What is immediately evident about this expedition, is that it is a long and complex journey to even get to the mountain, taking almost two thirds of the book. However this is mostly interesting and amusing, seeing how the sahibs manage the various Sherpas and porters, as there were two teams of porters - Nepalese Dotials (from the Doti Region of Nepal (just to the South East across the border)) and Indian porters from the village of Mana. There was plenty of niggle between the Nepalese and Mana men, and it was not particularly friendly banter. The team were severely limited with the Sherpa and porter options as there was not only an Everest expedition in play, but also a French expedition to Karakorum and a British expedition in Sikkim who had taken out all the best available men. Unfortunately they were able to engage only one really good Sherpa, the others were well past their best climbing days, or very green. This ended sadly with one of the Sherpa passing away from health issues late in the expedition.

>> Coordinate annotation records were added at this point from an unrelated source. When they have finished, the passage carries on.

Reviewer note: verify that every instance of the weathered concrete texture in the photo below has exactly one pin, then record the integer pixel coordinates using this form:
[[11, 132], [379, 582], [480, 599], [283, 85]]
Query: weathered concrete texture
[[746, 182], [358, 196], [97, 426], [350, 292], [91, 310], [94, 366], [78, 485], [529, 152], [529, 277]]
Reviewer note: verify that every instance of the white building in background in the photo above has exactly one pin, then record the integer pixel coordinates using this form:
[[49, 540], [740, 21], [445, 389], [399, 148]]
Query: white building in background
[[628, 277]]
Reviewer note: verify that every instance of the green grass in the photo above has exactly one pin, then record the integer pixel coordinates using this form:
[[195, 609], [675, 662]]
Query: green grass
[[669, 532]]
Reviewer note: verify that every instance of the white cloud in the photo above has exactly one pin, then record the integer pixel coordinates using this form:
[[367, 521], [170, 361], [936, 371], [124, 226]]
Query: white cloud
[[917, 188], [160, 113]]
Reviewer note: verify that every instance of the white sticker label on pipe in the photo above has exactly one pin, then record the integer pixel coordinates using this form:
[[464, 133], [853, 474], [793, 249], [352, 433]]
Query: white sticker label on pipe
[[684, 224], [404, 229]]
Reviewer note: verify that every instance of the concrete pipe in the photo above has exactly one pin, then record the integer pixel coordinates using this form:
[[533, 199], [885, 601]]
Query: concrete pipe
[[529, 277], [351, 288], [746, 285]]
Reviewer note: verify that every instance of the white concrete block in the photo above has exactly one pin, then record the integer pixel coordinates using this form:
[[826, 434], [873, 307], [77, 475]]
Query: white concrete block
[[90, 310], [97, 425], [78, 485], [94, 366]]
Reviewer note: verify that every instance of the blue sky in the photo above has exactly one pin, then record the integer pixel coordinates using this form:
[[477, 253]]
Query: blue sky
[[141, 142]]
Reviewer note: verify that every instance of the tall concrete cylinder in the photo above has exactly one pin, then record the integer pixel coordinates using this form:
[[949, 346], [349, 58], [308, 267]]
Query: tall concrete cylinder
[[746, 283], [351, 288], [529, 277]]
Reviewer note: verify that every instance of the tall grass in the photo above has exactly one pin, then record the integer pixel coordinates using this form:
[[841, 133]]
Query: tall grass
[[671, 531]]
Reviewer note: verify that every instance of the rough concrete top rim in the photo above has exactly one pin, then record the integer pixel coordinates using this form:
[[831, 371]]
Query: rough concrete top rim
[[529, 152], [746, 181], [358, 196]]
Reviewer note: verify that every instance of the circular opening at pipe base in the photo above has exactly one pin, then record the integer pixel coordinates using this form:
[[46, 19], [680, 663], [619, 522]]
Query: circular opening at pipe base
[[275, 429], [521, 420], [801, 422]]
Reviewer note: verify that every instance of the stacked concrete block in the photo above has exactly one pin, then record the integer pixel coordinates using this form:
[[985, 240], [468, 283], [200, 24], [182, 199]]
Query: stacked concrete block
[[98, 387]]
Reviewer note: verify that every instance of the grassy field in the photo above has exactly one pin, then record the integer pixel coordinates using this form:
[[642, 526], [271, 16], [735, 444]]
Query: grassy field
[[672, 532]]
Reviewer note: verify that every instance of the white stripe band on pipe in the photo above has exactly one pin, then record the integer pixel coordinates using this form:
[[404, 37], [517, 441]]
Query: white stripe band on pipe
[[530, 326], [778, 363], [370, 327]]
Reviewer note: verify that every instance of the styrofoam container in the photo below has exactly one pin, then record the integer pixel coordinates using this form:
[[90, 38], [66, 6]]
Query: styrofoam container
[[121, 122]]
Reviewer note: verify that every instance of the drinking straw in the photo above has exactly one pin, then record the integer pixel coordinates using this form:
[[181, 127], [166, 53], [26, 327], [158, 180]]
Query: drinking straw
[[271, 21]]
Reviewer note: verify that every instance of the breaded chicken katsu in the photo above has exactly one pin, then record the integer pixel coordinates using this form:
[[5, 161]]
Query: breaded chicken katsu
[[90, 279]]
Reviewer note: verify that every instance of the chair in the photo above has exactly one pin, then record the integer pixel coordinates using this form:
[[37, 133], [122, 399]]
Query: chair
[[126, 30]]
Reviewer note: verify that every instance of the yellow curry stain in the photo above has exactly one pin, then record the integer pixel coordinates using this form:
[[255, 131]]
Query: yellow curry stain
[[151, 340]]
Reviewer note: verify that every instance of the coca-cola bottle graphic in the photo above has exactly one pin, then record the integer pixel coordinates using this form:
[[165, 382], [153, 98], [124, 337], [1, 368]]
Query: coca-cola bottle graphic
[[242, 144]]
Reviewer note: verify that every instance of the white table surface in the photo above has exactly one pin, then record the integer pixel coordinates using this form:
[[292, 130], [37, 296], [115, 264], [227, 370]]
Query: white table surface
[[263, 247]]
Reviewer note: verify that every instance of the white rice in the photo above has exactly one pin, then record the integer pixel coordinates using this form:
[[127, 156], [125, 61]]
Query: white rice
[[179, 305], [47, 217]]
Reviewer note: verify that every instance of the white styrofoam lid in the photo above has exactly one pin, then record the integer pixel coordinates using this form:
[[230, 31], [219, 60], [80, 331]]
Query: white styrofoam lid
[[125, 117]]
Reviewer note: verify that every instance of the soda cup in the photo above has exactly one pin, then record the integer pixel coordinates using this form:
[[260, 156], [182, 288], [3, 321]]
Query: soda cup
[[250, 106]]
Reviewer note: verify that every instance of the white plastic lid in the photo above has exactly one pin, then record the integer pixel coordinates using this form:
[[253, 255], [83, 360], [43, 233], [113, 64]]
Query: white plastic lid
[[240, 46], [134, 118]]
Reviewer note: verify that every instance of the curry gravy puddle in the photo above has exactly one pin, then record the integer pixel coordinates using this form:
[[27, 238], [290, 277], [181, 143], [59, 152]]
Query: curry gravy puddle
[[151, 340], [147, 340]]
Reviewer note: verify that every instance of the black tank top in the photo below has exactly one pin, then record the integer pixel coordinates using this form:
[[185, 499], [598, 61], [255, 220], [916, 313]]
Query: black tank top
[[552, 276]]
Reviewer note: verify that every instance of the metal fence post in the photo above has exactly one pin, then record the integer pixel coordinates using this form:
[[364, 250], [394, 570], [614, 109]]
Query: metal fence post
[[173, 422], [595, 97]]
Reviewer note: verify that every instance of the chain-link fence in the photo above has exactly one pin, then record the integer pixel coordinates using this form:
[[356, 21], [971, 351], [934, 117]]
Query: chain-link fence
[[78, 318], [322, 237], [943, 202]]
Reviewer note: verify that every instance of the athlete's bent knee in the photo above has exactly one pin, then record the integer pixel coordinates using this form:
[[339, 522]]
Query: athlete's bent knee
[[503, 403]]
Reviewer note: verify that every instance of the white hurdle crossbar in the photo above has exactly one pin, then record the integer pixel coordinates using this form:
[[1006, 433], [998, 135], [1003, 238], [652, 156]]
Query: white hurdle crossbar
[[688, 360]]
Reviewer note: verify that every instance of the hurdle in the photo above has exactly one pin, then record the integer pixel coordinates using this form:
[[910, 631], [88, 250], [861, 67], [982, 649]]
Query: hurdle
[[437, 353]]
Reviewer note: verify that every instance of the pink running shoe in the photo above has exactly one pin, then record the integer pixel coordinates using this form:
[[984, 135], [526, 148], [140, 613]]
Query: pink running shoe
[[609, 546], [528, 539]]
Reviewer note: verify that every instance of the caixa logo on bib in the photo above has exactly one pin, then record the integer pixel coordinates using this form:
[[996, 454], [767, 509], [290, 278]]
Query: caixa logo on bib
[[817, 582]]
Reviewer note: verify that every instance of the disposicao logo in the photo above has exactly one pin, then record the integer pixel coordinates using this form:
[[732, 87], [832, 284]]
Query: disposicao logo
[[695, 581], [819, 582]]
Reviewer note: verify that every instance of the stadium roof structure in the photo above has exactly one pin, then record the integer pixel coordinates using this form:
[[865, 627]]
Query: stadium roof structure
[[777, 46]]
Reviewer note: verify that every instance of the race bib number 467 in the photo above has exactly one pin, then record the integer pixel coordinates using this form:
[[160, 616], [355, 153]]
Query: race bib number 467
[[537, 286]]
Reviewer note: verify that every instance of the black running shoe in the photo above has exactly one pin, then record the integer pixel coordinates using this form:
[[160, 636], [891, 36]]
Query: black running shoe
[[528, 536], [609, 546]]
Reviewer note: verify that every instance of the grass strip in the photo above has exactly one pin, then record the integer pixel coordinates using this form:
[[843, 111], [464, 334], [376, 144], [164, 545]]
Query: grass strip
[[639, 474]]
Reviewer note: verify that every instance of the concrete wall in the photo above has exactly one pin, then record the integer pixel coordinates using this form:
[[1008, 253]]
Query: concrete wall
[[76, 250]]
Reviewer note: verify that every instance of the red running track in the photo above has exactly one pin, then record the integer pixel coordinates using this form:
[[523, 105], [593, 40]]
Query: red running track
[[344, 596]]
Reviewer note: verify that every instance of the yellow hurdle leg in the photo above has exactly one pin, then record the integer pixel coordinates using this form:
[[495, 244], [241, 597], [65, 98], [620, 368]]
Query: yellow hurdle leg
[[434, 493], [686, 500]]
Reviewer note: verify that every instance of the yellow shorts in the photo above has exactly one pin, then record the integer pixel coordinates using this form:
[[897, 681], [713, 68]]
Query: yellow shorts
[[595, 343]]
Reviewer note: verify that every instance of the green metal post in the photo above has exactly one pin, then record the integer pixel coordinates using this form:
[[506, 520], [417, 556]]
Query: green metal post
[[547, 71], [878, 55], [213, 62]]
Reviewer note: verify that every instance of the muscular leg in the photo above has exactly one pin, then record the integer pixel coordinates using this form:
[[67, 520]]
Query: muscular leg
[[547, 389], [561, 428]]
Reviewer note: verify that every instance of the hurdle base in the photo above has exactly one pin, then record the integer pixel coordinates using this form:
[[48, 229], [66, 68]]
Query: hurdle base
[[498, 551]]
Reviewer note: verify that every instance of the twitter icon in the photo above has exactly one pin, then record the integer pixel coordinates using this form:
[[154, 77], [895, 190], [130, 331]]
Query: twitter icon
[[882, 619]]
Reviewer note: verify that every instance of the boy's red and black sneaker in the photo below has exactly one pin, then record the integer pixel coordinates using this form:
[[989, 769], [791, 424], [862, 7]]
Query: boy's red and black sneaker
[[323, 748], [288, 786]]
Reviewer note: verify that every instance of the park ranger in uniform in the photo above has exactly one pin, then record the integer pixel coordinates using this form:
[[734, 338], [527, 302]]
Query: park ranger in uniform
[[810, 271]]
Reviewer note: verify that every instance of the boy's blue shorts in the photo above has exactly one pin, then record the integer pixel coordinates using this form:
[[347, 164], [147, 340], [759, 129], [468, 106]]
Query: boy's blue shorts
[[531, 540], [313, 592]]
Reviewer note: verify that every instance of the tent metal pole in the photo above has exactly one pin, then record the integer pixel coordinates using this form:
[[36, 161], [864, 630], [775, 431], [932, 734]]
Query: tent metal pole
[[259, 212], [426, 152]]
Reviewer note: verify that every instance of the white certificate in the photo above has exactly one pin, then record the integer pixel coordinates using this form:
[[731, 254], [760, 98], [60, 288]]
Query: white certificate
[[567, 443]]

As is usual with long expeditions they commenced with a high number of porters, many of whom are simply transporting food for the porters! The team did however cull porter numbers fairly ruthlessly when they were able to cut down the number of loads. The British and American climbers carried loads as well, and this was especially necessary after the Dotials all decided they were leaving, not being happy to carry out a river crossing (although this was perhaps just an excuse, as two of the porters had been paid off at this point).
As well as Tilman, the other British climbers were Graham Brown, Peter Lloyd and Noel Odell, who was a geologist (and responsible for the often mentioned glacier drill, which was a carrying burden on the porters, and later the climbers). The American side consisted of Charles Houston, WF Loomis, H Adams Carter & Arthur Emmons. Tilman's narrative concentrates more on the Sherpa and the porters than on the other men, until they reach a point of the actual climb.
The narrative covers lots of managing the process, and the actual hiking to reach the mountain, and was quite a different read to the first of his climbing books I read Snow On The Equator, which was a much more general story about Tilman's life - sure it included climbing of several mountains, but was far less focussed on logistics and the technicalities and was genuinely quite funny. There is a lot less of that side of things here, but despite it not being as funny it still had its moments:
On our way up we met a flock of sheep, and the shepherd was understood to say that one of his sheep had fallen over a cliff and was ours for the carrying. The Mana men soon found it, skinned it, and went on their way rejoicing; it certainly looked fresh enough, but there was suspiciously little sign of it having suffered a fall. In camp that night... the inquest was resumed, and we were calmly informed that the sheep had died through eating a poisonous plant. Somehow or other mutton chops ceased to allure and we generously gave our share to the Sherpas. I should hesitate to accuse them of of using this stratagem to bring about such a desirable result, but they showed no reluctance to accept fortune's gift and suffered not the slightest ill-effect.